Inferior preventative health care
There is a general impression that in some aspects of health care men are disadvantaged compared to women. The lack of Well-Men clinics, and of out-reach or out-of-hours clinics convenient for men, comes to mind. Funding and research on male-specific diseases has starkly lagged that directed at female-specific diseases. Similarly for male osteoporosis. Although physical fitness is important to many men, men are generally less health minded than women. More reluctant to see a medic if they have a problem, more likely to put up with routine health problems. Medical services have not been overly male-friendly, and there are now more women than men entering general practice. Less than 8% of nurses in general nursing are male, which has a bearing on male privacy. How many times have you seen a male receptionist in a doctor’s surgery or in a NHS hospital?

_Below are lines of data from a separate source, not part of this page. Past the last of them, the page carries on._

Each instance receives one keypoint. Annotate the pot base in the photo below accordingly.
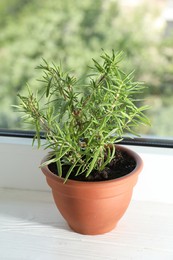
(86, 231)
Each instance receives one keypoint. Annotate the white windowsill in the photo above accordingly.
(32, 228)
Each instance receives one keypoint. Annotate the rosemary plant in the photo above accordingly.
(79, 128)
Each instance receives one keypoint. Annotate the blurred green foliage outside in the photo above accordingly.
(74, 32)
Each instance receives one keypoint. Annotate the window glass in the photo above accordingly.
(75, 31)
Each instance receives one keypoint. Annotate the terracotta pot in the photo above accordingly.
(94, 207)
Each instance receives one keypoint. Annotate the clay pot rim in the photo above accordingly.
(136, 171)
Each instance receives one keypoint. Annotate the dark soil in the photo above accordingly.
(121, 165)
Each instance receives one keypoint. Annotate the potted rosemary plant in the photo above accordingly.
(91, 177)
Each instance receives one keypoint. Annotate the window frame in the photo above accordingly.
(137, 141)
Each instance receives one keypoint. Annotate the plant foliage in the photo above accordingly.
(80, 126)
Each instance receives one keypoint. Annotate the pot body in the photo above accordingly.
(93, 207)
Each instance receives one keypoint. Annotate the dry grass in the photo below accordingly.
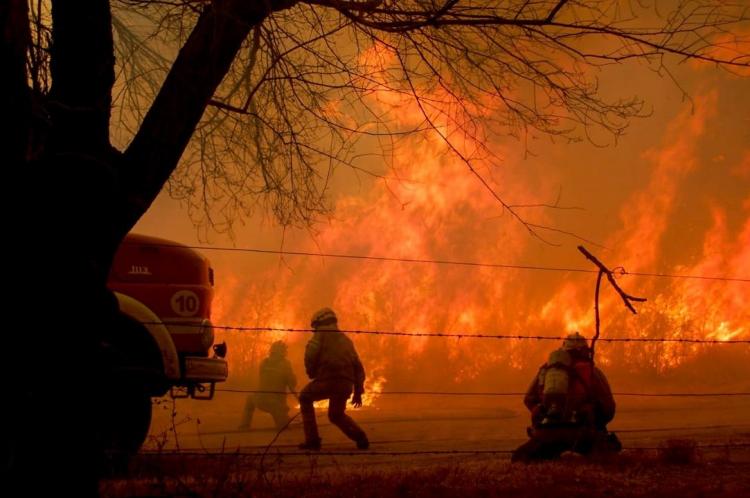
(627, 475)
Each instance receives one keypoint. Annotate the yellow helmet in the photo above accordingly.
(323, 317)
(575, 341)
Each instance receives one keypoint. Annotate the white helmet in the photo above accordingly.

It is not all one-sided, however. Current policies on preventing cardio-vascular disease, which affects twice as many men as women, are directed equally at men and women. Screening tests for cardio-vascular risk factors exist and therapies also exist to control them. If used, these effectively reduce the burden of cardio-vascular disease. The problem is that many men do not bother to make use of them.

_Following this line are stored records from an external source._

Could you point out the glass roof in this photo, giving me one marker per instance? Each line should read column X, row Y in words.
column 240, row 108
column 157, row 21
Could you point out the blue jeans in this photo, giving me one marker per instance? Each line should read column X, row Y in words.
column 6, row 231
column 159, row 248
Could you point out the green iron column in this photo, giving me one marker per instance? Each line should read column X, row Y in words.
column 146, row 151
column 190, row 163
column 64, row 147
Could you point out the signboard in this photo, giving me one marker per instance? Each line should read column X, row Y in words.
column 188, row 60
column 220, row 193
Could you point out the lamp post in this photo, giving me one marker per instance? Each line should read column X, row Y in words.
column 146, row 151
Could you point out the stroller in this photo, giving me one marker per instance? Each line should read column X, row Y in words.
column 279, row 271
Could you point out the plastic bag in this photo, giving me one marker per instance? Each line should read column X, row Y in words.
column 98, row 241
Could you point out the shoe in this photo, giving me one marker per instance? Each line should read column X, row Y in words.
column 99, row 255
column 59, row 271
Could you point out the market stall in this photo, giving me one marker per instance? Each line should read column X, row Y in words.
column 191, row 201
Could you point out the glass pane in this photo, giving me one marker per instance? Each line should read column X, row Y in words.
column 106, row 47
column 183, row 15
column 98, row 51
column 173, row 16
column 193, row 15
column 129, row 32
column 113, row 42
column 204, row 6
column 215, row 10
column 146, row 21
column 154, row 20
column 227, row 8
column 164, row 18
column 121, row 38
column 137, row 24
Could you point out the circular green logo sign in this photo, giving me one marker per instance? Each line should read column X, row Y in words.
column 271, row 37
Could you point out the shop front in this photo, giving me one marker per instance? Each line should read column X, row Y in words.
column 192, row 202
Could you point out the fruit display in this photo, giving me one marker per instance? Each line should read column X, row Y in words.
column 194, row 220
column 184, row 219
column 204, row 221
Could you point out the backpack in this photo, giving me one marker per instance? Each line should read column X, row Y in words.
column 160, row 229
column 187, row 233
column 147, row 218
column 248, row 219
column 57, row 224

An out-reach screening service would help many such men who otherwise would not seek medical advice. Instead of men seeking a screening service at their local surgery, the screening service would seek them, by touring those places where the least health-conscious men tend to congregate, eg. sports events and workplaces. This would provide the normal screening for blood pressure, blood lipids, blood sugar and smoking history, alcohol consumption, and obesity, as in the local surgery, but with more time and conducted by men. Such facility would save many more premature deaths and disabilities in men, and is thus likely to be highly cost-effective.
Sex specific diseases
In the case of sex-specific diseases, however, sexual politics has no doubt played a part in driving priorities in spending and health care towards women rather than men. Until comparatively recently, research into male specific diseases, such as prostate cancer, has been minimal. A more accurate and reliable diagnostic test for active prostate cancer is still awaited and more effective treatments with less serious side-effects are needed. One relatively new treatment, brachytherapy, in which radioactive seeds are implanted in the prostate gland, appears to meet the objective of lower side effects, but its long-term efficacy is still unproven. The treatment was given approval in 2005 by the National Institute for Health and Clinical Excellence, but its use is available in only a few areas of the country because of financial pressures on Primary Care Trusts (PCTs). In other words, its availability is rationed in many areas.
The reality is that different cancers are given different funding priorities by the National Health Service (NHS). Breast cancer currently receives ten times more funding than prostate cancer. This is a huge disparity. It reflects not only the higher profile of breast cancer gained over the past two decades or so, but also a medical and financial hesitation in the case of prostate cancer in committing resources to routine diagnostic procedures which are unreliable and treatments which to date research has not all been shown to prolong life or prevent disability sufficiently to justify the side effects. These include pain, incontinence, erectile dysfunction, loss of libido and energy, and the feminisation that the some treatments may produce. Clearly, a substantial increase in funding is required for prostate cancer research to tackle such uncertainties.